Tuesday, November 08, 2011

Data-Oriented Design : look at trends and values

Quite a good post from Niklas Frykolm, not unexpected, he's a good gamedev from what I've read,

http://bitsquid.blogspot.com/2011/11/example-in-data-oriented-design-sound.html

But he does skip the data-oriented design, which is a shame. I see this a lot on data-oriented design posts, the poster writes about how to remove the bad C++ stuff that menaces the code with potential cache misses, which is definitely important, but then doesn't extend the work into data-oriented design.

In Niklas' post, he makes the layout of the data much better for the hardware, which can be seen as data-oriented design, but data oriented design goes further than this and is about looking at the actual data, not just the schema.

One indicator of this is the words Say you have in front of 512 sounds. This may sound trivial, but the point of data-oriented design is that it isn't architecture astronaut programming, it's not about maybe's, it's about facts. You can only get so far with good guesses.

For example, he rightly says that you might need to set MAX_INSTANCE_PARAMETERS pretty high, but that is only true if you don't know what your coding for. It should be mentioned, that if the code is middleware, then data-oriented design is hard as there is little knowledge about the data. It's difficult to nail down requirements at the best of times, but when you're not even involved in the final utilisation of a library, you can't really make any good guesses about what shape the data will be in.

To turn this into a data-oriented post, we need to put qualifiers around it. How many sounds will there ever be? 447 at once? with up to 11 parameters? from a set of 315 different parameters? Also, there is no mention of how the parameters are used. You can't do a data flow analysis if you don't know when or where the data is flowing.

Let's assume that the parameters are used to set up the sound, and pulled in by a function that chooses a wav based on the material and the weapon, and only then pulls in the force parameter for volume and pitch tuning. The number of sound instances that have weapon or material hashes outweigh the ones that don't, so there's a good reason to include them as a first class members of the structure.

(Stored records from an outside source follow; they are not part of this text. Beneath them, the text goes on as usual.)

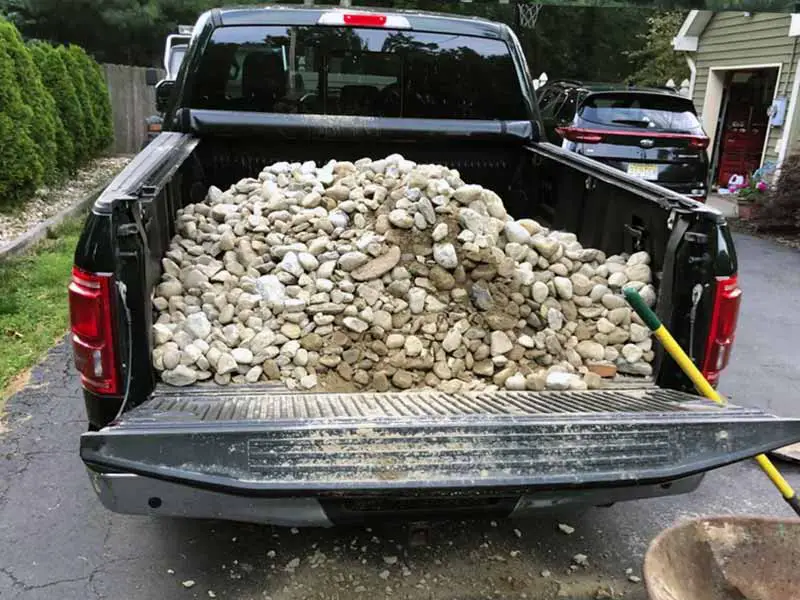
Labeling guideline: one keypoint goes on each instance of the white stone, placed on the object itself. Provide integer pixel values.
(439, 232)
(445, 255)
(401, 219)
(517, 233)
(500, 344)
(197, 325)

So, we know we always want to access the weapon and material at the same time, which means that the weapon and material can be combined into one hash, the wav selector hash. Now we have an static array allocated pool of 450 sound instances, with space for an index into the linked parameter pool plus one free hash that represents the material weapon combo, saving us two parameters and the overhead of another cache-line load.

Now that's data-oriented design. We took what we knew about the data, including domain knowledge, and turned out a solution that takes advantage of facts that the compiler could not guess at.